The opening scene of The Antarctica of Love has a wistful serenity beneath which simmers the imminent violence: “We were in the forest at this point. In a kind of twilight, but with no sun, a brownish rainy gloom settling over the scene. Could I have rung someone? No, I couldn’t, because even if there had been someone to ring, time would have run out.” Inni goes on to describe the details of the forest that surrounds her, from the swaying treetops to the insects crawling on the underside of flowers – a view she has because she is pinned to the forest floor. The unfolding of the scene is artful in its slow development, with an inexorable progression from the things Inni observes to the horror she is about to experience: “And now it was cold, and urine and blood and faeces ran down my legs. I was thinking that the trees must be suspended between man and God, stretching their crowns up to the heavens, their roots like dragons’ talons clawing into the earth where the dead reside and where soon I would be.”

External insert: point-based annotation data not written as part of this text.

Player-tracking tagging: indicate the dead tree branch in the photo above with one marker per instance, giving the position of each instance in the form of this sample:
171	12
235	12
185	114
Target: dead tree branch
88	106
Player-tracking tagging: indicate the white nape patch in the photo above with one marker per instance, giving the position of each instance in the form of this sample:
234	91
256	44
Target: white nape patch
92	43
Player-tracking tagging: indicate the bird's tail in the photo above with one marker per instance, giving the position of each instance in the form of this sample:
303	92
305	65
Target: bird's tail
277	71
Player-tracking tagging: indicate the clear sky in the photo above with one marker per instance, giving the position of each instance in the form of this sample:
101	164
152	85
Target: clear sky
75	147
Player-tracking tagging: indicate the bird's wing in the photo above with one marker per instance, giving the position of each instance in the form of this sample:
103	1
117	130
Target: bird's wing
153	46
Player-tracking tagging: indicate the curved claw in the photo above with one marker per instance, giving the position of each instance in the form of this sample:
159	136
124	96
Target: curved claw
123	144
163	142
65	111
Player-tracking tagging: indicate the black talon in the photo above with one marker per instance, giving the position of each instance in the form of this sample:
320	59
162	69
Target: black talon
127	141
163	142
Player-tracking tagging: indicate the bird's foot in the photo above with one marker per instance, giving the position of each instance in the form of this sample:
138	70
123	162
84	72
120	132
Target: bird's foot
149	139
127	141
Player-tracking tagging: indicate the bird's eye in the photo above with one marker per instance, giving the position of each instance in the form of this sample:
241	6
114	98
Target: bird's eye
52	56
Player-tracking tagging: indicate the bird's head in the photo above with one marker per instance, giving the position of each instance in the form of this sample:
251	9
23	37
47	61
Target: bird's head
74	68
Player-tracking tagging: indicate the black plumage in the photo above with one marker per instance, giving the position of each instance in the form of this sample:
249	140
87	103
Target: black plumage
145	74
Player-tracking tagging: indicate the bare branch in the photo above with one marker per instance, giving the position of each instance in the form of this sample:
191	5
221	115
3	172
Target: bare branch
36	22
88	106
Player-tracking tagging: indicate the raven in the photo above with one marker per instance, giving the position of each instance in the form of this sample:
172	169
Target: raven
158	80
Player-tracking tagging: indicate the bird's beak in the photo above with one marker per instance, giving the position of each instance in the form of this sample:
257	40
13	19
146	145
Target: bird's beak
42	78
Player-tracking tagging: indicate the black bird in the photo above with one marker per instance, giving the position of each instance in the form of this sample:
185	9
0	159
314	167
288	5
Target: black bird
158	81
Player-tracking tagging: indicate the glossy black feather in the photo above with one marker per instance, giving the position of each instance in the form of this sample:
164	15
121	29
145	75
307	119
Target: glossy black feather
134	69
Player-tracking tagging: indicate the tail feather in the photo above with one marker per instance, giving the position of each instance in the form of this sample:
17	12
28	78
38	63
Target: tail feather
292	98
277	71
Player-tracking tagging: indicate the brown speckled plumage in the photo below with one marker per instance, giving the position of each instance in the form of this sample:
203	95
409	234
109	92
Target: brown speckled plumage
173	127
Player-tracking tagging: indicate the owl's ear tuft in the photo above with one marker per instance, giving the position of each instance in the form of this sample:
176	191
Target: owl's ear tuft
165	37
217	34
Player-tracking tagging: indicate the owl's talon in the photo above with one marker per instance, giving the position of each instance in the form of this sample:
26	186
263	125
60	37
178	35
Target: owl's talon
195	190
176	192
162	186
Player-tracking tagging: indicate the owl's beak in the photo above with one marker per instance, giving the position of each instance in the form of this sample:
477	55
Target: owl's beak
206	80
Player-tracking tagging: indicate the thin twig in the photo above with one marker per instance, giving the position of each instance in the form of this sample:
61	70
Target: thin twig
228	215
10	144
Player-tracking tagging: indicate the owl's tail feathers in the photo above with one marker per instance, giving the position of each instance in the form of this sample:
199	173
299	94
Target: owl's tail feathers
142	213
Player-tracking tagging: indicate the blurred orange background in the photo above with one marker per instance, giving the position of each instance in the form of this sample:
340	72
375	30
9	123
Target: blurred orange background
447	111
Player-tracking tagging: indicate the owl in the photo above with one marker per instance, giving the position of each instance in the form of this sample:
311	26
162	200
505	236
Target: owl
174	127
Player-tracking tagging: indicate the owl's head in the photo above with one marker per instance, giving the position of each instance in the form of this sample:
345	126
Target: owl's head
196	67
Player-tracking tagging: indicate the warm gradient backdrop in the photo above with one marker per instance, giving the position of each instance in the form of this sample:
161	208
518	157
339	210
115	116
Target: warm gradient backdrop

After Inni’s death, her murderer cuts her body into seven pieces, placing some parts in suitcases that he leaves in the forest, and tossing her head into a slurry pit where it will dissolve and never be found. After this, Inni switches between the recent event of her murder and memories from her past that explain how she arrived at that place on that day with that man. She recognises the pivotal points in her life that changed its course (her infant brother’s death in a river, her first experience of drugs, her subsequent prostitution to fund her addiction, her doomed attempt at a healthy relationship with the father of her children, then having her first child taken away by Social Services and giving up the second at birth). She needed a cure, not for any of her addictions but “for what I was.” Yet there is no self-pity from Inni in her life after death: she notes that her children are better off without her not as an appeal to us to think or reassure her otherwise but as a matter-of-fact comment that to her is a certainty. Though she wishes her severed head were resting with her mutilated body, this is about as much regret as she shows regarding her death, and the language is brutally beautiful in its poetic simplicity. Deborah Bragan-Turner’s translation conveys this superbly, as well as making some particularly excellent lexical choices (“the well-heeled live in the centre, as they always have”; “the grubby little white bag in which I kept everything I possessed”; “then came the numbness, purling through my veins”). The occasional direct address to the reader is engaging, but also offers insight into Inni’s marginal existence (“Are you still listening? It doesn’t matter if you aren’t, I long since gave up caring whether anyone heard what I said”), and the way in which she accompanies (and helplessly observes) her children through her restless afterlife is particularly heart-rending.
I read The Antarctica of Love in the same week that the horrific details of Sarah Everard’s murder were released in the media, and so I responded to it very emotionally because of the similarities between the fictional story I was reading and the real story that I watched unfold with horror. Stridsberg writes at the end of The Antarctica of Love that it is a fictional story based only on the reality of human violence, and this “disclaimer” felt especially close to the bone. The inspiration for the story necessarily means that we can read a certain amount of social comment into the narrative of The Antarctica of Love, but this is no bad thing. Stridsberg does not lecture or preach, but instead exposes the reality of everyday violence and the consequences it has not just for its direct victims but for others whose lives are changed irrevocably because of the loss (as Inni remarks, “This is eternity without me”). Linguistically and structurally beautiful, The Antarctica of Love is a an exploration of our place in the world, how fleetingly we occupy it (“How brief life was”, Inni reflects at the start of the novel), and how much of a trace we leave: “One day nothing about my story will matter anymore, not even to me. One day all of us will be part of the thin black layer of earth that covers this planet, amongst all those who died in bygone times.” Inni’s life and death offer a haunting reflection on the way people fall through the cracks of society, a painful exposition of the many things that love can mean, and an indictment of the often deadly violence endured by women and so rarely brought to justice.